The brand is, at this point, extremely well-known with consumers based on all the advertising dollars we have spent, and there's truly no competition on the Liberator side. On the Jaxx side, there's plenty of competition. However, we are vertically integrated. Our waste stream throws off basically $0 cost foam products that we convert into beanbags. Unlike Lovesac, who outsources everything and pays money for their foam product and outsources their covers, we produce it vertically. Really, our beanbag business, which actually came from really our waste stream and part of our sustainability program here at Liberator, is 100% trim, 100% waste, and our liners are also 100% surplus material from military and from the automotive industry.

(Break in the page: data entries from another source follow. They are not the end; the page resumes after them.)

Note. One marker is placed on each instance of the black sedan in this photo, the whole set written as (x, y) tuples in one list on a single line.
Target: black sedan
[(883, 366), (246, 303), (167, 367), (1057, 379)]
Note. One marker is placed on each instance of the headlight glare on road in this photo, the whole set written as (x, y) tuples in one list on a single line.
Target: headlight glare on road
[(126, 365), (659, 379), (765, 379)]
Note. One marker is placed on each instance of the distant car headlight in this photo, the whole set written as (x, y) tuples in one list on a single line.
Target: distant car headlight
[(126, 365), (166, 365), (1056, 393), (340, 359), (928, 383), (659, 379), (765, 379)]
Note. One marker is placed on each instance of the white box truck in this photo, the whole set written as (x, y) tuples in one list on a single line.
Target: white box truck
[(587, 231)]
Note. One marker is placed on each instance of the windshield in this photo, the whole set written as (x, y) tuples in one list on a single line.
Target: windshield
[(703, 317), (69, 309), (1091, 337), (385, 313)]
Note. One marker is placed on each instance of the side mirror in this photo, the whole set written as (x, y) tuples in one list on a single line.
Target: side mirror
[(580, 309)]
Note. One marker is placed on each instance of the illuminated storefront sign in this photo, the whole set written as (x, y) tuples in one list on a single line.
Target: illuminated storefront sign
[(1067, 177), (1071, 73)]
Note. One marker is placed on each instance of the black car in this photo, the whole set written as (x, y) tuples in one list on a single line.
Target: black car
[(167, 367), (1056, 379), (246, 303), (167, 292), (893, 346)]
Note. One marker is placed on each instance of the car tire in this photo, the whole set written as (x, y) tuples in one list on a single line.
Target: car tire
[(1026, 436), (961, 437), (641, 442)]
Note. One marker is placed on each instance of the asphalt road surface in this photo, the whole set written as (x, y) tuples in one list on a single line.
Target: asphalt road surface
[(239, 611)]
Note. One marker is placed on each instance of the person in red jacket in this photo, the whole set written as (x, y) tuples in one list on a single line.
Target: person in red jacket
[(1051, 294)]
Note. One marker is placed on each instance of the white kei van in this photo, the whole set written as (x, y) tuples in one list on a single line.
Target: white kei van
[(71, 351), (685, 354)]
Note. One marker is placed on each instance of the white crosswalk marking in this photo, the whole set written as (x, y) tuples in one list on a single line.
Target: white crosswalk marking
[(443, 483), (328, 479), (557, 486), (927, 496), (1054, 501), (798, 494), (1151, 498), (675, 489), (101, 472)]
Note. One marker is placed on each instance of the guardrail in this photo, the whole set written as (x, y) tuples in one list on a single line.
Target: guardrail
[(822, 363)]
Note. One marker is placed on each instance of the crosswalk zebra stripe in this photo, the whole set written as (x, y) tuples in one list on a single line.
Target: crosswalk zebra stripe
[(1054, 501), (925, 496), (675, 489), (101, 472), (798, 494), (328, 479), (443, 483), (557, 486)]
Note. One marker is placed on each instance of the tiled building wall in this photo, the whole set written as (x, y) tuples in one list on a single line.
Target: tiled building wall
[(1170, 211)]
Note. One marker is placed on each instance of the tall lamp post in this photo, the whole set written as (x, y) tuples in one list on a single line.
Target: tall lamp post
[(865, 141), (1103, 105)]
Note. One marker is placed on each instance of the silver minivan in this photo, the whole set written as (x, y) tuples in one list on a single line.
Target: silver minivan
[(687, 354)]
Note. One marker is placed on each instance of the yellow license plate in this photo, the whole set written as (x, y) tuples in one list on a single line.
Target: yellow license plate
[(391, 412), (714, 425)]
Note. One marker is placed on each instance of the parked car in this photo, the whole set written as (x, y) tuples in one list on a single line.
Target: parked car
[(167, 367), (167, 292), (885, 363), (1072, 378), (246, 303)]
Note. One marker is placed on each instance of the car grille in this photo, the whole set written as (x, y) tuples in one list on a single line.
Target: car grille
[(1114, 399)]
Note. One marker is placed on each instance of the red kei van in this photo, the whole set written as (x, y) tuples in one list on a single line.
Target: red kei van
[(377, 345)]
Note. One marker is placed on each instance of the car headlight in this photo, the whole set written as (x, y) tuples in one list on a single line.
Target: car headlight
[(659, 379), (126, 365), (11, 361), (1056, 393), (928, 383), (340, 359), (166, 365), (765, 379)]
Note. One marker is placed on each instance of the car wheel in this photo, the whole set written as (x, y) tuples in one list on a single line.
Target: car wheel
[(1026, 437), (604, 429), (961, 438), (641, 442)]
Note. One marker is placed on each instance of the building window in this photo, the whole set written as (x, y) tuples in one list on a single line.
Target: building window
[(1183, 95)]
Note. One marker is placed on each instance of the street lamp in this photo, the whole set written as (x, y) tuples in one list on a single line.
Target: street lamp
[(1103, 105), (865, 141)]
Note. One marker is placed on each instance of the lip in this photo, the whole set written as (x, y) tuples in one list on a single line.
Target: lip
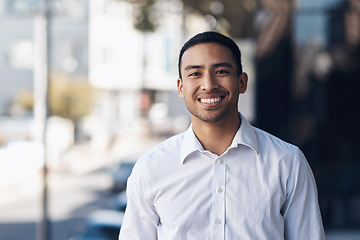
[(210, 100)]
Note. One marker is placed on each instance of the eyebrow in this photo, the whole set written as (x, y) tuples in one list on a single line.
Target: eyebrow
[(223, 64)]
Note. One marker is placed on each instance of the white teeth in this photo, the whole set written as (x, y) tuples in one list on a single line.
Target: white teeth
[(210, 100)]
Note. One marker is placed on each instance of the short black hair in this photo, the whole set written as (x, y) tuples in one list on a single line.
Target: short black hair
[(213, 37)]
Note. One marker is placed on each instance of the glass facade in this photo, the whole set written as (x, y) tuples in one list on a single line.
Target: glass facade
[(308, 93)]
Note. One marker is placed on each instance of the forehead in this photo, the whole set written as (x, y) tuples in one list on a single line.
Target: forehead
[(207, 53)]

We have extremely low costs on producing beanbags, and we process about 5,000 lbs of waste foam per day, really in an excellent position to compete with anybody, whether it's from China or Lovesac or whatever. That's just how we protect that side of the business. I'll just add one other thing. The Jaxx products are sold on good design and price to value, and Liberator products are sold on brand. Where Jaxx and even Avana has lots of competition, Liberator, the only competition we truly have is individuals' habits and the way that they, you know, whatever they do in the bedroom, however they choose to make love, that's really our competition.
Yeah. I would add to that, too, that we're constantly innovating and we release a lot of new products every year. We're always looking for better design, better quality and affordable price point to the consumer. Anytime that we have had companies who have tried to knock us off in the past, either they don't last that long or, you know, they might release a product that's similar to ours, but ours winds up being better in the end, and then we release new versions that also gain attention, and they're slow to catch up.
It's really all about content and distribution. I mean, we try to cover all markets for all products, and we try not to leave any cracks allowing competition to get in. We just sell over here and leave this market wide open. Well, we don't do that. We market to the consumer, and they have a choice as to where they choose to buy, and we try to offer them many places to buy Liberator products. That's fine with us.
Okay. Well, thanks very much. You guys, you're a little gem, a little undiscovered gem. I was pleased to discover you. Thanks very much.
We appreciate your interest. Thank you.
Gentlemen, there appear to be no further questions from the phone lines.
Okay. Well, thank you, operator. I'll finish up the call. I'd like to say that we manage our business for the long term. We are methodically delivering on what we need to build world-class brands, and we believe that over time, the market will realize our value. In 2022 was our 20th year in business, and this quarter we delivered 29.5% net revenue growth. We expect to surpass $275 million in cumulative lifetime to date net sales during the second quarter of 2023. On behalf of the entire Luvu Brands management team, I wanna thank you for joining us today and for your continued interest and support. Thank you, operator.
Ladies and gentlemen, this concludes today's conference call. You may disconnect from the webcast at this time. Thank you for your participation.